読書日記 嘉壽家堂 アネックス

読んだ本の感想を中心に、ひごろ思っていることをあれこれと綴っています。

田原坂-小説集・西南戦争- 海音寺潮五郎 文春文庫

2011-11-21 22:26:09 | 読んだ
文庫本の帯には

60年ぶりに発見された
   未発表原稿
 『戦袍日記』初収録!

滅び行く薩摩武士の最後を
 哀切を込めて描く短編集


というわけで、11の短編からなる、西南戦争の話である。
西南戦争の薩摩側からみた話である。

未発表原稿の『戦袍日記』は、確かに生硬いものであったが、グイグイと引き込まれていく小説であった。
戦争に無理に従軍した少年が戦死した。
それは、それまで生きてきたことから見るとあっけない死に様であった。
彼らが生きていた時のことが、生き生きと描かれているだけに、やるせない。

この11編の中から私の好きなものを挙げるとしたら2編である。

「南風薩摩歌」は、薩摩の猛将・逸見十郎太(へんみじゅうろうた)が官軍の南下を防ぐために熊本の人吉に来た時の話である。
料亭の酌婦・お蔦は、みなが恐れる逸見をことごとく邪険に扱う。
みなが恐れそして敬う逸見だからこそ、わざと邪険にし続けるのである。
そして、薩摩軍は撤退を余儀なくされ、逸見は人吉を去る。
去ってしまってからお蔦は気づく。
そして、逸見を追う。
解説では「意地と愛の微妙な交情を映し出している」と、そして「二人の決別の場面描写は、典型的な薩摩男子の決別のしかたを具象化している」としている。
最後の別れの場面を描きたくてこの物語はあるのだろう、と思った。

「兵児一代記(へこいちだいき)」はユーモラスな話である。
勇猛果敢、精悍無比な快男児の椎原真平が主人公である。
無鉄砲なくせに臆病で、その割りに考えが浅い。
だから、活躍しても最後の最後に失敗をしてしまい評判を落とす。

最後には山一つを残して財産を失ってしまう。
しかし、そこまできて彼の不運は使い果たされた。
で、最後の山に「金」が発見され、彼は一躍持ち返す。
そして大正時代まで長生きした彼は、明治戊辰の戦争と西南戦争の生き残りの勇士達が集まって、酒を飲みながら追憶談を交わす行事で
「男は気でもつ、膾(なます)は酢でもつ、ちゅうじゃねか。
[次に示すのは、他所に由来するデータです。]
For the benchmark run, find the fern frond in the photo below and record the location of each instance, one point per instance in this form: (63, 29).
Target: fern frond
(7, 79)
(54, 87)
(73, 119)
おいの今日あるは気よ。ただ一ッ気よ」と気焔を上げた。
長生きしたものが勝つということは、昔はやっぱりあったのだ。

短編に登場する人物達は、モデルがいるとのこと(解説より)
それを小説に生き生きと描がかれている。

面白かった。
そして、久々に昔の骨のあるふわふわとしていない小説を読んだ。